The first integrated GENIE dataset (version 1.1) provides genomic and limited clinical data for 18,804 genomically profiled samples across 18,324 patients at 8 academic medical centres, each of which utilized genomic strategies tailored to best support their local clinical programmes. These strategies include highly targeted, amplicon-based panels covering mutation hotspots from approximately 50 genes, designed to cover current clinically actionable mutations and clinical trials, as well as broader, custom panels (275–429 genes) utilizing hybrid-capture to isolate all exons and some introns to support discovery as well as clinical research projects. In addition, each centre’s approach has evolved, such that the GENIE dataset contains 12 different gene panels that were used in at least 50 samples. A total of 44 genes were included on all 12 of these panels. The larger hybrid-capture gene panels included all of the genes on the smaller gene panels and added 145 genes common to all of the larger panels and an additional 134 genes common to at least 2 of these larger panels.

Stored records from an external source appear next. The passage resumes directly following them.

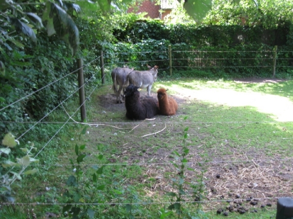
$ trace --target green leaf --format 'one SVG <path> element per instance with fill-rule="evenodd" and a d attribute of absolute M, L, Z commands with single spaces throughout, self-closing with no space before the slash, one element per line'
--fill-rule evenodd
<path fill-rule="evenodd" d="M 172 197 L 176 197 L 176 193 L 175 192 L 167 192 L 165 195 L 166 196 L 171 196 Z"/>
<path fill-rule="evenodd" d="M 5 135 L 2 140 L 2 144 L 9 147 L 14 147 L 17 145 L 14 136 L 10 132 Z"/>
<path fill-rule="evenodd" d="M 92 1 L 79 1 L 76 3 L 83 9 L 81 18 L 88 21 L 96 18 L 97 12 L 101 9 L 99 4 Z"/>
<path fill-rule="evenodd" d="M 13 43 L 16 46 L 21 48 L 21 49 L 23 49 L 23 47 L 24 47 L 24 45 L 21 43 L 21 42 L 20 42 L 19 41 L 16 40 L 13 37 L 8 37 L 7 38 L 7 39 L 8 40 L 9 40 L 10 41 L 11 41 L 11 42 Z M 4 43 L 5 44 L 5 43 Z M 7 46 L 6 46 L 7 47 Z M 13 50 L 10 47 L 10 48 L 11 49 L 11 51 Z M 9 49 L 8 49 L 9 50 Z"/>
<path fill-rule="evenodd" d="M 75 203 L 78 203 L 82 198 L 81 194 L 78 192 L 75 192 L 73 194 L 73 200 Z"/>
<path fill-rule="evenodd" d="M 108 0 L 99 0 L 98 3 L 104 13 L 108 12 L 109 11 L 111 6 L 111 1 Z"/>
<path fill-rule="evenodd" d="M 72 56 L 74 56 L 79 46 L 80 39 L 78 29 L 71 17 L 59 5 L 48 1 L 42 20 L 47 21 L 48 36 L 56 33 L 69 44 Z"/>
<path fill-rule="evenodd" d="M 77 216 L 79 213 L 81 212 L 81 208 L 78 208 L 77 207 L 73 207 L 71 208 L 71 212 L 73 214 L 73 216 Z M 78 219 L 80 218 L 79 217 L 72 217 L 73 219 Z"/>
<path fill-rule="evenodd" d="M 179 178 L 179 185 L 182 185 L 184 183 L 184 179 Z"/>
<path fill-rule="evenodd" d="M 31 12 L 26 13 L 26 16 L 30 18 L 32 23 L 33 23 L 37 28 L 41 29 L 43 28 L 44 26 L 42 22 L 42 19 L 38 15 Z"/>
<path fill-rule="evenodd" d="M 19 180 L 21 180 L 21 176 L 20 174 L 18 173 L 16 173 L 15 172 L 13 172 L 13 171 L 11 171 L 10 173 L 12 173 L 13 174 L 14 174 L 14 175 L 15 176 L 15 177 L 17 178 L 17 179 Z"/>
<path fill-rule="evenodd" d="M 70 210 L 70 208 L 71 208 L 72 206 L 72 205 L 71 204 L 66 204 L 66 205 L 64 205 L 62 209 L 62 213 L 64 213 L 65 211 L 69 211 L 69 210 Z"/>
<path fill-rule="evenodd" d="M 196 22 L 203 18 L 211 9 L 212 0 L 185 0 L 183 7 Z"/>
<path fill-rule="evenodd" d="M 88 217 L 90 219 L 93 218 L 95 216 L 95 211 L 91 208 L 88 208 L 87 209 L 87 215 L 88 215 Z"/>
<path fill-rule="evenodd" d="M 99 186 L 98 186 L 97 187 L 97 189 L 98 189 L 98 190 L 104 190 L 104 189 L 105 188 L 105 185 L 101 185 Z"/>
<path fill-rule="evenodd" d="M 126 208 L 126 212 L 130 212 L 131 210 L 131 205 L 130 204 L 126 204 L 125 208 Z"/>
<path fill-rule="evenodd" d="M 82 154 L 81 155 L 79 156 L 78 157 L 77 157 L 77 158 L 76 159 L 76 161 L 79 164 L 80 163 L 82 162 L 83 161 L 84 161 L 84 158 L 86 156 L 86 154 Z"/>
<path fill-rule="evenodd" d="M 103 170 L 105 166 L 102 166 L 101 167 L 99 168 L 98 170 L 96 171 L 96 172 L 99 175 L 103 174 Z"/>
<path fill-rule="evenodd" d="M 31 162 L 33 162 L 33 163 L 39 163 L 40 160 L 38 159 L 35 159 L 35 158 L 33 158 L 32 157 L 30 157 L 29 161 L 30 161 Z"/>
<path fill-rule="evenodd" d="M 84 135 L 85 134 L 85 133 L 86 132 L 86 129 L 87 128 L 87 127 L 86 126 L 85 127 L 84 127 L 84 128 L 83 128 L 83 130 L 82 130 L 82 134 Z"/>
<path fill-rule="evenodd" d="M 9 154 L 9 153 L 11 152 L 11 150 L 8 147 L 1 147 L 0 148 L 0 152 L 5 154 Z"/>
<path fill-rule="evenodd" d="M 63 8 L 64 8 L 65 11 L 67 11 L 68 9 L 73 9 L 77 13 L 79 13 L 82 11 L 82 9 L 78 4 L 68 1 L 64 2 L 63 4 Z"/>
<path fill-rule="evenodd" d="M 16 18 L 9 17 L 9 18 L 10 23 L 14 26 L 15 30 L 18 33 L 22 33 L 30 37 L 33 42 L 37 42 L 37 36 L 32 28 Z"/>
<path fill-rule="evenodd" d="M 75 154 L 78 156 L 78 146 L 77 145 L 75 145 Z"/>
<path fill-rule="evenodd" d="M 2 164 L 2 166 L 3 166 L 4 168 L 20 165 L 19 164 L 17 164 L 16 163 L 12 162 L 12 161 L 9 161 L 9 160 L 4 161 Z"/>
<path fill-rule="evenodd" d="M 94 182 L 97 182 L 97 175 L 95 173 L 93 174 L 93 181 Z"/>
<path fill-rule="evenodd" d="M 174 153 L 175 154 L 176 154 L 178 157 L 180 156 L 180 155 L 179 154 L 179 153 L 178 152 L 177 152 L 176 150 L 173 151 L 173 152 L 174 152 Z"/>
<path fill-rule="evenodd" d="M 37 172 L 38 172 L 38 169 L 34 168 L 33 169 L 24 172 L 24 173 L 23 173 L 23 174 L 30 175 L 33 174 L 34 173 L 36 173 Z"/>
<path fill-rule="evenodd" d="M 70 176 L 67 179 L 66 184 L 70 186 L 75 186 L 77 185 L 76 183 L 76 178 L 74 176 Z"/>
<path fill-rule="evenodd" d="M 1 61 L 0 61 L 0 73 L 2 75 L 5 75 L 5 65 Z"/>
<path fill-rule="evenodd" d="M 185 195 L 186 194 L 184 190 L 182 189 L 179 189 L 179 193 L 180 193 L 181 195 Z"/>
<path fill-rule="evenodd" d="M 30 163 L 29 160 L 29 156 L 28 155 L 25 156 L 24 157 L 18 159 L 18 163 L 22 166 L 28 166 Z"/>
<path fill-rule="evenodd" d="M 172 204 L 169 205 L 169 207 L 168 207 L 168 210 L 173 210 L 174 209 L 175 209 L 175 207 L 174 207 L 174 204 Z"/>
<path fill-rule="evenodd" d="M 252 0 L 253 2 L 254 2 L 254 4 L 256 6 L 256 8 L 258 8 L 258 4 L 257 4 L 257 1 L 256 0 Z"/>
<path fill-rule="evenodd" d="M 9 3 L 9 1 L 6 0 L 0 0 L 0 8 L 1 8 L 1 10 L 4 11 L 7 8 L 12 8 L 12 5 L 11 5 Z"/>
<path fill-rule="evenodd" d="M 181 204 L 180 203 L 174 203 L 174 208 L 177 210 L 179 210 L 181 207 Z"/>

Genomic data within GENIE include mutation data (all centres), copy-number number (three centres), and structural rearrangement data (two centres). Two centres implemented paired tumour/normal sequencing, whereas all other centres conducted tumour-only sequencing.

The most highly represented tumour types across the GENIE consortium tend to be those where genomic data are currently used to guide standard treatment decisions, such as non–small cell lung cancer and colorectal cancer along with melanoma.

In a paper published online in the Cancer Discovery on 1 June 2017, the Consortium also provided examples of the clinical utility of GENIE data, such as an estimate of clinical actionability across multiple cancer types (>30%) and prediction of accrual rates to the NCI MATCH trial that accurately reflect recently reported actual match rates.

Based on yearly rates of sequencing at each of founder institutions, the GENIE database is expected to grow by approximately 16,000 samples per year. But, with the addition of new members, it is likely that the GENIE database will grow to over 100,000 samples within 5 years.

With recent technological advances, it is anticipated that future releases of GENIE data will be enriched for large, targeted DNA sequencing panels that characterise further sources of genomic variation, including new structural rearrangements and promoter mutations, and integration of additional genomic platforms, including whole-exome and whole-genome DNA sequencing, transcriptome sequencing, methylation, proteomics, and immunoprofiling. In addition, analyses of circulating tumour DNA or circulating tumour cells from blood specimens or other bodily fluids may be included to identify molecular changes in cancer genomes at the time of diagnosis or during therapy as these analyses become included in routine laboratory practice.


The AACR Project GENIE Consortium. AACR Project GENIE: Powering Precision Medicine Through An International Consortium. Cancer Discovery; Published OnlineFirst June 1, 2017; DOI: 10.1158/2159-8290.CD-17-0151.